Il test: Skoda Kodiaq RS: il Suv con 240 Cv

In pista è lo sport utility più veloce, ma non dimentica il comfort. Ecco come va l'ammiraglia ceca in versione «dopata»

di Lorenzo Centenari -

20 febbraio 2019, 11:04

Il test: Skoda Kodiaq RS: il Suv con 240 Cv

VERONA - Ha stabilito il record di categoria sul leggendario Anello Nord del Nürburgring (9’29”84), ma non è un’auto da corsa. O meglio: Skoda Kodiaq RS resta un Suv (un gran bel Suv), in più si cuce addosso il gagliardetto di Suv 7 posti più veloce al mondo. Prima al traguardo sulla mitica Nordshleife, la Kodiaq «da sparo» (la riconosci dai cerchi da 20”, dalle pinze freno rosso corsa, dalla cornice nera della mascherina, oltre che dal logo «vRS» su frontale e posteriore) non scalerà per contro le classifiche di mercato, non sui mercati tradizionali come il nostro (quando in Cina Skoda è invece percepito come un marchio premium).

«Dopare» l’ammiraglia della propria gamma sport utility fino a scontrarsi con atleti dal curriculum assai più prestigioso, magari gli stessi compagni di «squadra» Volkswagen, serve in ogni caso al Costruttore ceco per impressionare il pubblico. E a cascata, mettere il turbo alle vendite dei suoi prodotti più «civili».

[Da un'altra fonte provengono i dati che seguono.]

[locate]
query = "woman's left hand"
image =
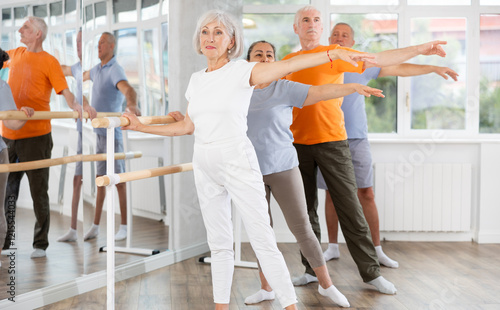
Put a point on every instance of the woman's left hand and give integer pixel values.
(28, 111)
(134, 122)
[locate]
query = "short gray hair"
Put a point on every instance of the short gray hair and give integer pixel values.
(111, 37)
(344, 24)
(40, 25)
(233, 29)
(302, 10)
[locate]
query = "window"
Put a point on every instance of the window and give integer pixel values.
(89, 17)
(437, 103)
(124, 11)
(364, 2)
(164, 42)
(7, 17)
(149, 9)
(153, 103)
(40, 11)
(100, 14)
(439, 2)
(164, 7)
(489, 87)
(56, 16)
(245, 2)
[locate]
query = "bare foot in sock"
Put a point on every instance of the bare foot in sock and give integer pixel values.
(332, 252)
(384, 259)
(304, 279)
(92, 233)
(383, 286)
(260, 296)
(335, 295)
(70, 236)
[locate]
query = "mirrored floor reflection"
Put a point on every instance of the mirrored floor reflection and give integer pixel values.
(146, 234)
(63, 263)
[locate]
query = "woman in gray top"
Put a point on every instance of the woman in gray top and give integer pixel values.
(6, 104)
(269, 119)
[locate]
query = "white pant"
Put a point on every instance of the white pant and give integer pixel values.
(230, 170)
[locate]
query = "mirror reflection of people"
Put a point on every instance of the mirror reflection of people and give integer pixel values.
(224, 161)
(109, 87)
(6, 104)
(356, 126)
(322, 145)
(76, 72)
(269, 120)
(33, 73)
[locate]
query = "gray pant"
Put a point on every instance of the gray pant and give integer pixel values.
(334, 161)
(288, 190)
(4, 159)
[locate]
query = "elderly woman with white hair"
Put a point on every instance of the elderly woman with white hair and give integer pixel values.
(224, 161)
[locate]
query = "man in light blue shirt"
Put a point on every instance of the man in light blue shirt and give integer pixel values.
(76, 72)
(109, 88)
(356, 126)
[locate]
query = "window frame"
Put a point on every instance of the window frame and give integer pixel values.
(405, 13)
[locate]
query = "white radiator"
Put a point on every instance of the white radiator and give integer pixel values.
(427, 197)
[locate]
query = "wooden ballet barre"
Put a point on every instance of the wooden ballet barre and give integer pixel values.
(106, 180)
(44, 163)
(123, 121)
(38, 115)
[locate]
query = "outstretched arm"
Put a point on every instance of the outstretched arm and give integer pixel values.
(406, 69)
(183, 126)
(16, 124)
(268, 72)
(66, 70)
(331, 91)
(400, 55)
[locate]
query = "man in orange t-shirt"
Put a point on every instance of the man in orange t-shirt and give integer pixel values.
(33, 73)
(321, 141)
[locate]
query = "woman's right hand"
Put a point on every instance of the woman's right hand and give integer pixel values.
(135, 123)
(178, 116)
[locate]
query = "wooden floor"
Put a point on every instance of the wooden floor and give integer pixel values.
(66, 261)
(437, 275)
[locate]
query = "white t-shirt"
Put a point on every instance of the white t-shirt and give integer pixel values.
(219, 100)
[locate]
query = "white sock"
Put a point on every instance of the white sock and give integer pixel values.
(38, 253)
(92, 232)
(335, 295)
(304, 279)
(383, 286)
(260, 296)
(122, 233)
(70, 236)
(384, 259)
(332, 252)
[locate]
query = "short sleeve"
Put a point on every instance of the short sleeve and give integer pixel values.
(118, 75)
(7, 102)
(297, 92)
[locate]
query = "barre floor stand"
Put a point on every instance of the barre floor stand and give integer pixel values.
(110, 153)
(110, 255)
(237, 245)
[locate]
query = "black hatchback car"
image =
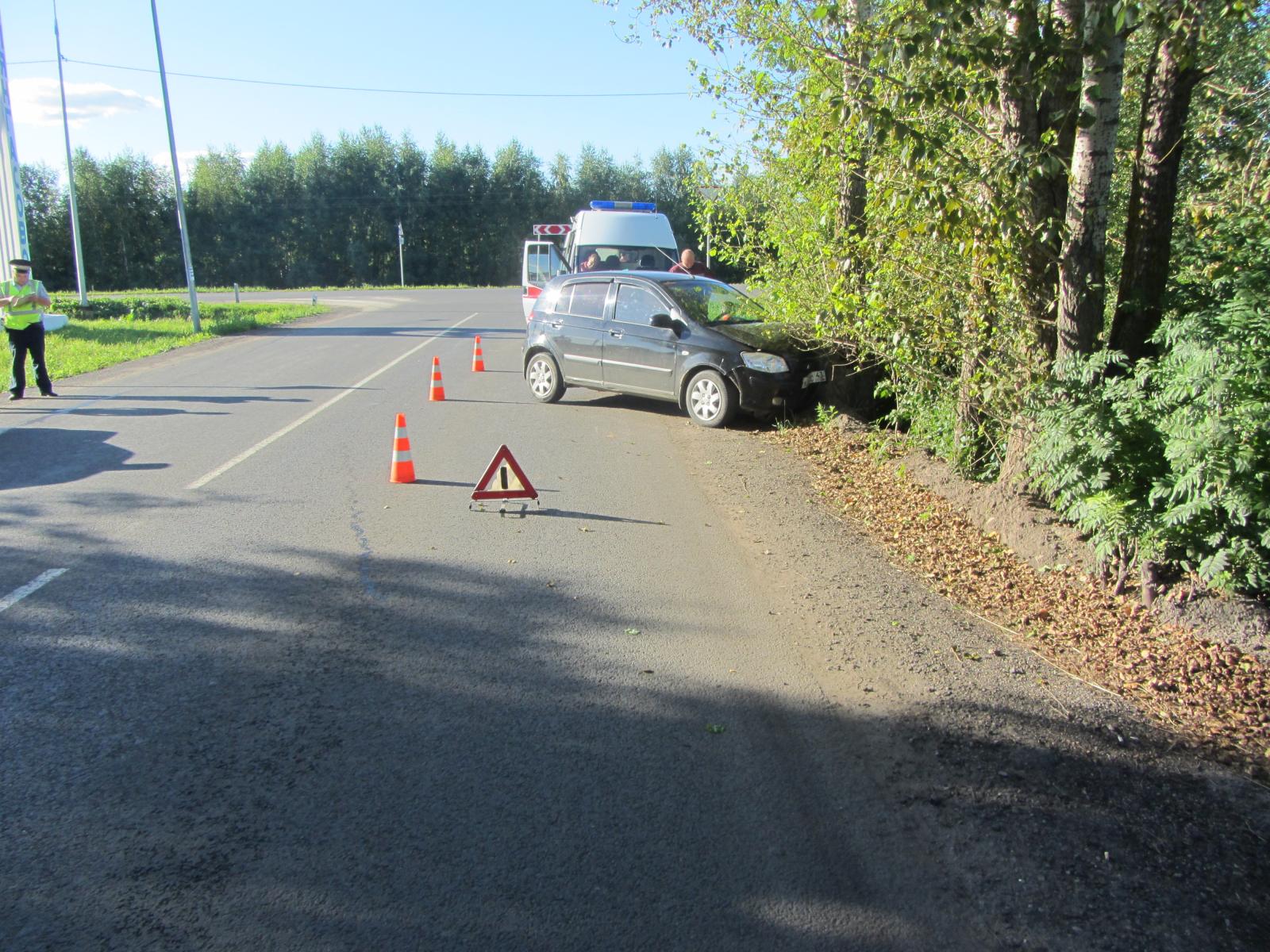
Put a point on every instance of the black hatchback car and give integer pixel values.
(692, 340)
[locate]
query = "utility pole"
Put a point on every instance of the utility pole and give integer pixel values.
(70, 169)
(175, 178)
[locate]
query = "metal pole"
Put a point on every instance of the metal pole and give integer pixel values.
(709, 216)
(175, 177)
(70, 171)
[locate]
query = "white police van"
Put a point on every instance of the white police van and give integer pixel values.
(606, 236)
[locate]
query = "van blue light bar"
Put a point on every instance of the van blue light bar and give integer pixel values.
(624, 206)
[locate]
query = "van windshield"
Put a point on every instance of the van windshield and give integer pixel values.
(624, 258)
(714, 302)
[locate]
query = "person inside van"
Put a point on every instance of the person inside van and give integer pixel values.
(689, 264)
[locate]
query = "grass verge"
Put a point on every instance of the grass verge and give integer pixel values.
(90, 346)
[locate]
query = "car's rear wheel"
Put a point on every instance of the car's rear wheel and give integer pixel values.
(543, 374)
(710, 400)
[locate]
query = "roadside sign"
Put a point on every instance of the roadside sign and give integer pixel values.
(505, 479)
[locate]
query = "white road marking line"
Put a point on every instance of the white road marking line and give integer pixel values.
(38, 583)
(221, 470)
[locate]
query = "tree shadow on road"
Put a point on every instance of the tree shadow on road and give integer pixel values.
(219, 755)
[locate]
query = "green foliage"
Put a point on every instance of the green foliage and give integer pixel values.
(1098, 456)
(1172, 460)
(327, 213)
(87, 346)
(1214, 416)
(129, 308)
(826, 416)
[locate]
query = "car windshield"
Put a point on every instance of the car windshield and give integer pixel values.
(713, 302)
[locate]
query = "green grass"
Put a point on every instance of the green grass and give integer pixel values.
(89, 346)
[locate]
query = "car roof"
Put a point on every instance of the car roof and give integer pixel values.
(656, 277)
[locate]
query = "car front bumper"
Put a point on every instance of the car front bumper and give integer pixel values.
(772, 393)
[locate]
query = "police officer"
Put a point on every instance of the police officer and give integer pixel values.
(25, 300)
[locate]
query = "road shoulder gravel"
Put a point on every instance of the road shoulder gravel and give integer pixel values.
(1062, 819)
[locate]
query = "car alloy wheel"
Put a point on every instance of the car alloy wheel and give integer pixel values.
(710, 400)
(544, 378)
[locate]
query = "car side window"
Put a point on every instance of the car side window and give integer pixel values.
(587, 298)
(637, 305)
(564, 300)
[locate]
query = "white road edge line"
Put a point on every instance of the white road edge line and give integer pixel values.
(221, 470)
(38, 583)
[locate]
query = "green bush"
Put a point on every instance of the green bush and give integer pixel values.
(1170, 460)
(139, 309)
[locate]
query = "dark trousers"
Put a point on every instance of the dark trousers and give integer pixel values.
(22, 342)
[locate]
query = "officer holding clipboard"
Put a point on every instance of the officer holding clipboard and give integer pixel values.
(25, 300)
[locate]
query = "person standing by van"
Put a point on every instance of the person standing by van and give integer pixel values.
(23, 301)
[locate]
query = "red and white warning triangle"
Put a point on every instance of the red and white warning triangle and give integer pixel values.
(505, 479)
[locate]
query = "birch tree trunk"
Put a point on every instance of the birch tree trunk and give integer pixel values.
(1083, 264)
(1166, 98)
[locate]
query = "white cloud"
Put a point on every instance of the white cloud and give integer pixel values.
(36, 102)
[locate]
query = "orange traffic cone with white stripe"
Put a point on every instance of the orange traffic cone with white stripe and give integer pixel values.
(403, 466)
(437, 391)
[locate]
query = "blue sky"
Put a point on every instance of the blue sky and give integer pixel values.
(552, 48)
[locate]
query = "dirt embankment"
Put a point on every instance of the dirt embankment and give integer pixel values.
(1195, 666)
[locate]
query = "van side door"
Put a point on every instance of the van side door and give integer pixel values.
(540, 263)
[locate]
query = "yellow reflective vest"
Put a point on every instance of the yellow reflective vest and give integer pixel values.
(19, 315)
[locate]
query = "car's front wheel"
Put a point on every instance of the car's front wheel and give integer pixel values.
(543, 374)
(710, 400)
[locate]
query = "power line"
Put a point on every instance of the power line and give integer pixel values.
(368, 89)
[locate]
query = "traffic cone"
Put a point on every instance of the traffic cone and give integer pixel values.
(437, 391)
(403, 466)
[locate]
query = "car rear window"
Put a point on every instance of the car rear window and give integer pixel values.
(637, 305)
(584, 298)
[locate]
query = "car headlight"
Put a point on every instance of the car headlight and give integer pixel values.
(768, 363)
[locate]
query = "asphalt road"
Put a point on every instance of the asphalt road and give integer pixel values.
(253, 696)
(273, 701)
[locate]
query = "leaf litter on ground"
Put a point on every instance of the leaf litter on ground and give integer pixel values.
(1210, 693)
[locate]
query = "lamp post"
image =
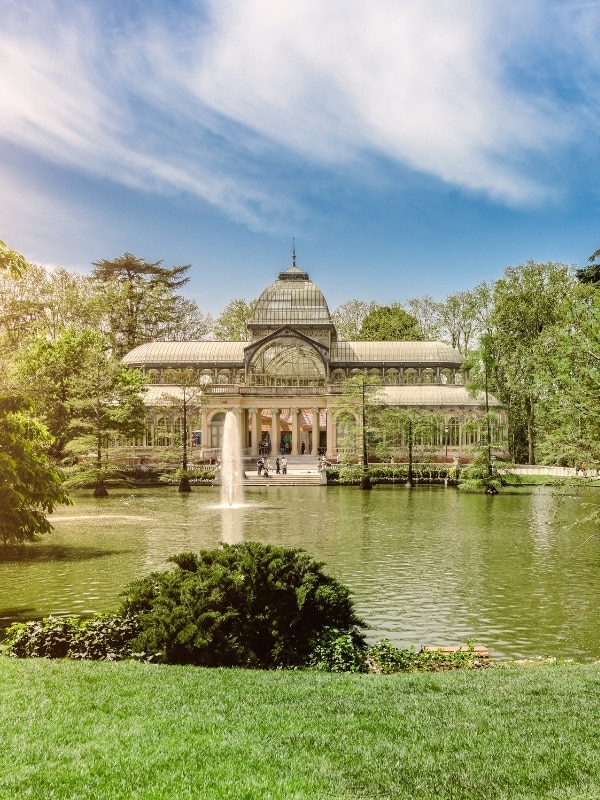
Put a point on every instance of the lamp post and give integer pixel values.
(409, 481)
(365, 481)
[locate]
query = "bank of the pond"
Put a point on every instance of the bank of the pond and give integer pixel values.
(128, 730)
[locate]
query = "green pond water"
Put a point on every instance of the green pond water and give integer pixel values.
(519, 573)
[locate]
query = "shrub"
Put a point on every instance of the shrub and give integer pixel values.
(46, 638)
(383, 657)
(246, 604)
(104, 637)
(339, 653)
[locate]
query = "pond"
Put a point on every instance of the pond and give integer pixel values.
(519, 573)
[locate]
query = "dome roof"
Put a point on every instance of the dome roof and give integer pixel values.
(292, 299)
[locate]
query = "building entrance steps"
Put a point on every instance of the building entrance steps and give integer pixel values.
(301, 471)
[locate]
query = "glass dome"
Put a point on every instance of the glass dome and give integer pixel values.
(292, 299)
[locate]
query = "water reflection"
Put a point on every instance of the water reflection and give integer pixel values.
(429, 566)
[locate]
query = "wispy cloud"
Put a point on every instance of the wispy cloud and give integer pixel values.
(219, 99)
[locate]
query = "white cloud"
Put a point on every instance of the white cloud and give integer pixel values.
(210, 105)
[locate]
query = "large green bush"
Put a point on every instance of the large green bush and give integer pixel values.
(246, 604)
(103, 637)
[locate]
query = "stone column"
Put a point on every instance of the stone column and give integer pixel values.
(243, 426)
(295, 412)
(275, 435)
(316, 431)
(204, 426)
(255, 425)
(331, 435)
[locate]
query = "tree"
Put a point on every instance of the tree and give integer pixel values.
(568, 381)
(187, 400)
(54, 371)
(140, 296)
(247, 605)
(390, 324)
(30, 487)
(527, 301)
(591, 273)
(348, 318)
(108, 402)
(231, 324)
(463, 316)
(402, 431)
(356, 411)
(22, 306)
(11, 262)
(427, 312)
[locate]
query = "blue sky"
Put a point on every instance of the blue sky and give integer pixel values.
(410, 147)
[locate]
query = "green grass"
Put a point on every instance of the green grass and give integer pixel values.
(126, 730)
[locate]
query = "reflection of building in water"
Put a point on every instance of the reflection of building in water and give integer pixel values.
(285, 383)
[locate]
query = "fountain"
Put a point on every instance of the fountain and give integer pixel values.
(232, 472)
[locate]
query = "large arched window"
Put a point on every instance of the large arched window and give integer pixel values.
(285, 362)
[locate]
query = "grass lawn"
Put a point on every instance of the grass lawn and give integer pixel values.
(126, 730)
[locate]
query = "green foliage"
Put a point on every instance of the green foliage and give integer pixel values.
(390, 324)
(591, 273)
(339, 652)
(243, 605)
(11, 262)
(527, 302)
(30, 487)
(348, 318)
(231, 324)
(141, 300)
(104, 637)
(383, 657)
(422, 472)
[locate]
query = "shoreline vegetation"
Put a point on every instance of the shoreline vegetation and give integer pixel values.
(127, 729)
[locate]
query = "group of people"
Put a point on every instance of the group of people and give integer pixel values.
(264, 467)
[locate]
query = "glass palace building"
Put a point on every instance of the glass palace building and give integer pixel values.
(285, 383)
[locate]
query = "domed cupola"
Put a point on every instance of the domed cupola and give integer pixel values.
(292, 300)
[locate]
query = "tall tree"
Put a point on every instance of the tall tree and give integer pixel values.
(527, 301)
(591, 273)
(390, 323)
(186, 401)
(428, 313)
(140, 295)
(349, 316)
(54, 372)
(11, 262)
(231, 324)
(463, 316)
(30, 487)
(568, 380)
(109, 403)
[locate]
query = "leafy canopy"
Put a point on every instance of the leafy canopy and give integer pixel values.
(30, 487)
(390, 324)
(247, 604)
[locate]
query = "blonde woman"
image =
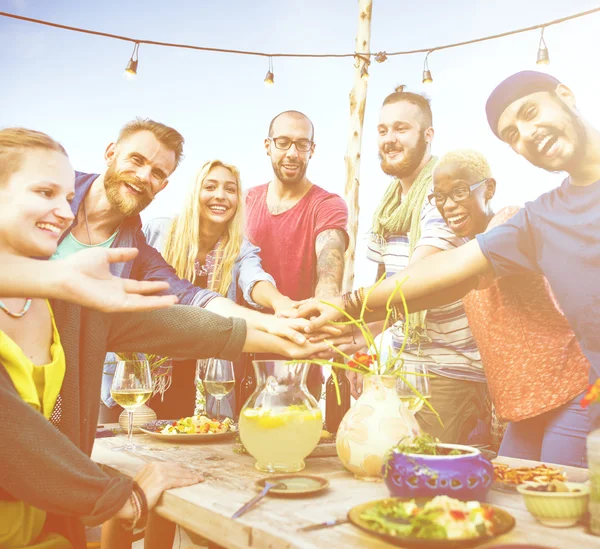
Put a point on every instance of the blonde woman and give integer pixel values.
(205, 244)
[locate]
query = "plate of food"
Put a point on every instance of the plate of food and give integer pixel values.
(190, 429)
(437, 523)
(506, 478)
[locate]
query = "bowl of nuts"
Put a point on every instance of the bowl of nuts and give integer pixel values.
(556, 503)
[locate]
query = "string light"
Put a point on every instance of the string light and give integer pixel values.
(131, 68)
(270, 78)
(427, 78)
(364, 69)
(543, 56)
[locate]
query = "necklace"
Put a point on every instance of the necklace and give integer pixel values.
(86, 223)
(17, 315)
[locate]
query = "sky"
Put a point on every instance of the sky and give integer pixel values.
(72, 86)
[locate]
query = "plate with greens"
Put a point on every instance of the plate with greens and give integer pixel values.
(438, 523)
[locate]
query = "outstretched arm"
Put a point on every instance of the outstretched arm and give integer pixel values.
(329, 247)
(85, 279)
(453, 271)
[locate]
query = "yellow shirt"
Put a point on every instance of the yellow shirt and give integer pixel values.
(21, 524)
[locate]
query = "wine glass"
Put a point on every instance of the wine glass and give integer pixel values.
(131, 387)
(413, 376)
(219, 380)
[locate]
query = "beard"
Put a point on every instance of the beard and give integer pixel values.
(278, 169)
(580, 144)
(129, 204)
(409, 163)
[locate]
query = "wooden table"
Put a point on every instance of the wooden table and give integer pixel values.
(206, 508)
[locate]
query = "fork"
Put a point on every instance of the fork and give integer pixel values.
(247, 506)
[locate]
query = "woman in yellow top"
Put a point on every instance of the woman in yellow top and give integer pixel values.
(51, 358)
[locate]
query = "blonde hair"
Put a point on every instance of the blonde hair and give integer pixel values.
(470, 160)
(183, 241)
(16, 142)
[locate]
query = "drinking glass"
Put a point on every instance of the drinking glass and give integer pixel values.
(219, 380)
(131, 387)
(413, 376)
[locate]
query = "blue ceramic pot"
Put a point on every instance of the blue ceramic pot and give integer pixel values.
(467, 476)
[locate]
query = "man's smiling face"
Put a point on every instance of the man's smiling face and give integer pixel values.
(544, 128)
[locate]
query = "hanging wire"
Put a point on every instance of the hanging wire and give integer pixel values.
(427, 78)
(314, 55)
(131, 68)
(543, 57)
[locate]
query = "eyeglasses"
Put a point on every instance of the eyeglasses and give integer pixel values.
(459, 194)
(283, 144)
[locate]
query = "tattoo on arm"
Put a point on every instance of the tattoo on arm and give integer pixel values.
(329, 248)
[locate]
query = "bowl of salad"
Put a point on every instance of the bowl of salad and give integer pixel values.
(438, 523)
(422, 466)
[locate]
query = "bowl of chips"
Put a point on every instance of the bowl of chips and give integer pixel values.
(557, 504)
(507, 478)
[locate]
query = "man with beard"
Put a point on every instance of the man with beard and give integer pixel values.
(107, 208)
(299, 227)
(557, 235)
(406, 229)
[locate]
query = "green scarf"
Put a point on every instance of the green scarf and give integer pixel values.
(395, 215)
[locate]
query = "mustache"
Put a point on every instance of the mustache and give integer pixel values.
(144, 187)
(392, 148)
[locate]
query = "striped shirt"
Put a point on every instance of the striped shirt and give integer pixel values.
(452, 351)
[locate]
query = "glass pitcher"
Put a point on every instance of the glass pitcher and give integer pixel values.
(281, 422)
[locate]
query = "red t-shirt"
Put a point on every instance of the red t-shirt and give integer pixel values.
(287, 240)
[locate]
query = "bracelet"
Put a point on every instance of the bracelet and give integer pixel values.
(396, 313)
(143, 502)
(361, 293)
(137, 512)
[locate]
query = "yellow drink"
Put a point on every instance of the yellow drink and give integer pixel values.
(219, 388)
(131, 398)
(280, 439)
(413, 404)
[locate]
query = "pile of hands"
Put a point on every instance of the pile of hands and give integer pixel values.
(310, 322)
(85, 278)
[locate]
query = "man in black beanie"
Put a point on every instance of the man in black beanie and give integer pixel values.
(557, 235)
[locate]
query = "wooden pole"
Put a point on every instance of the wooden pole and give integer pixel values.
(358, 97)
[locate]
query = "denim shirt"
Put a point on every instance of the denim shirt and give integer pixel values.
(148, 264)
(247, 269)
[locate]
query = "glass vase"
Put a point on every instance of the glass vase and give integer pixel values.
(593, 454)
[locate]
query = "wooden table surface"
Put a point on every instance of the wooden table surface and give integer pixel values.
(206, 508)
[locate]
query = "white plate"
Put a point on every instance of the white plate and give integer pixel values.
(153, 429)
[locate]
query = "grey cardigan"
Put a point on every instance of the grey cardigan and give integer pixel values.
(47, 464)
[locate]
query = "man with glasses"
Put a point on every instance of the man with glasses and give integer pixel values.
(299, 227)
(406, 229)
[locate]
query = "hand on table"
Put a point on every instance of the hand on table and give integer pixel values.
(155, 478)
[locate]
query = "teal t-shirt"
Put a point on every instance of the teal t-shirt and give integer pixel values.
(70, 245)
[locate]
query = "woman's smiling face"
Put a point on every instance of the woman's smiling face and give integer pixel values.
(35, 203)
(219, 196)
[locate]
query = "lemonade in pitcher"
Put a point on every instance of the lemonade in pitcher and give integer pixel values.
(281, 422)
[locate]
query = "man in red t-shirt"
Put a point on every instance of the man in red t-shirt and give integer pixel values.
(299, 227)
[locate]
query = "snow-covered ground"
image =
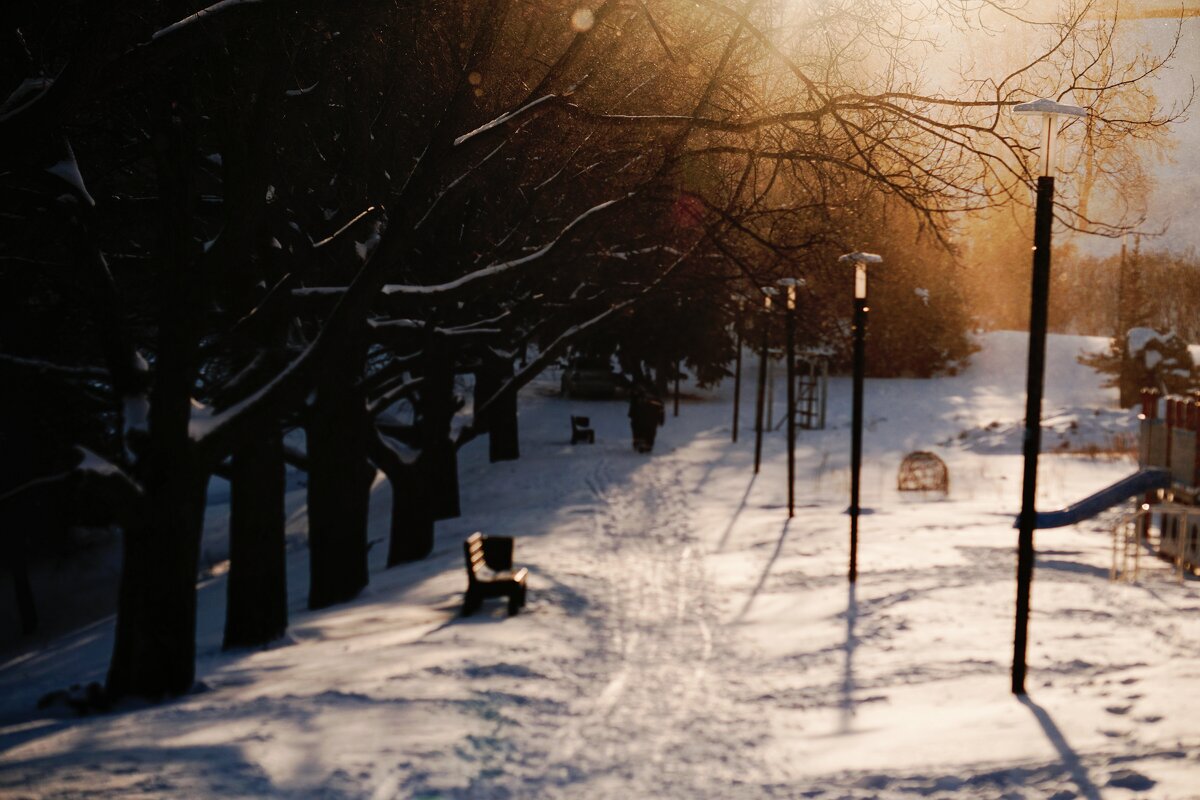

A proposito di turbo: il 2 litri diesel che stantuffa sotto il cofano di Kodiaq RS, di compressori ne ha ben due e di cavalli ne sviluppa la bellezza di 240. Quando la potenza incrocia la curva di coppia (500 Nm a rotazioni inferiori ai 2.000 giri), la spinta del BiTurbo Diesel Skoda inchioda agli schienali dei sedili (sportivi) come un Airbus in decollo, mentre in «Sport» un amplificatore sistemato negli scarichi color argento trasforma il suono del motore in quello di un V6 benzina (o quasi).

A sigillare il piacere di guidare un medio massimo da 17 quintali di peso, eppure sorprendentemente snello e resistente alle torsioni laterali, ecco di serie il cambio DSG a 7 rapporti, le sospensioni a controllo elettronico, la trazione 4x4. Già, grazie ad angoli di attacco e uscita da fuoristrada provetto, pendenze, fango e «twist» sono avversari innocui. Dinamica, ma anche sicurezza attiva e comfort: a bordo non manca nulla, dal navigatore multifunzione con display touch da 8” al quadro strumenti digitale, dal clima bizona alla videocamera di parcheggio. Si accennava ai 7 posti: come ogni altra versione, anche Kodiaq RS può a piacimento essere ordinata anche a due sole file di sedute, così da ricavare un volume di carico che in posizione standard misura ben 600 litri.

La più potente Skoda della storia è un esercizio di abilità che al cliente costa 48.900 euro: non sono bruscolini, tuttavia i diretti concorrenti chiedono in media dai 10.000 ai 15.000 euro in più. Ok la Kodiaq, ma più sobria? Perché non orientarsi sulla 7 Tech: come suggerisce il nome, 7 posti di serie, 7 sistemi di assistenza alla guida, 7 soluzioni di connettività. 37.080 euro (4x2) o 39.080 euro (4x4). Il suo 2.0 TDI da 150 Cv non sarà da record sul giro, ma per trascinare ovunque il Suv boemo basta e avanza.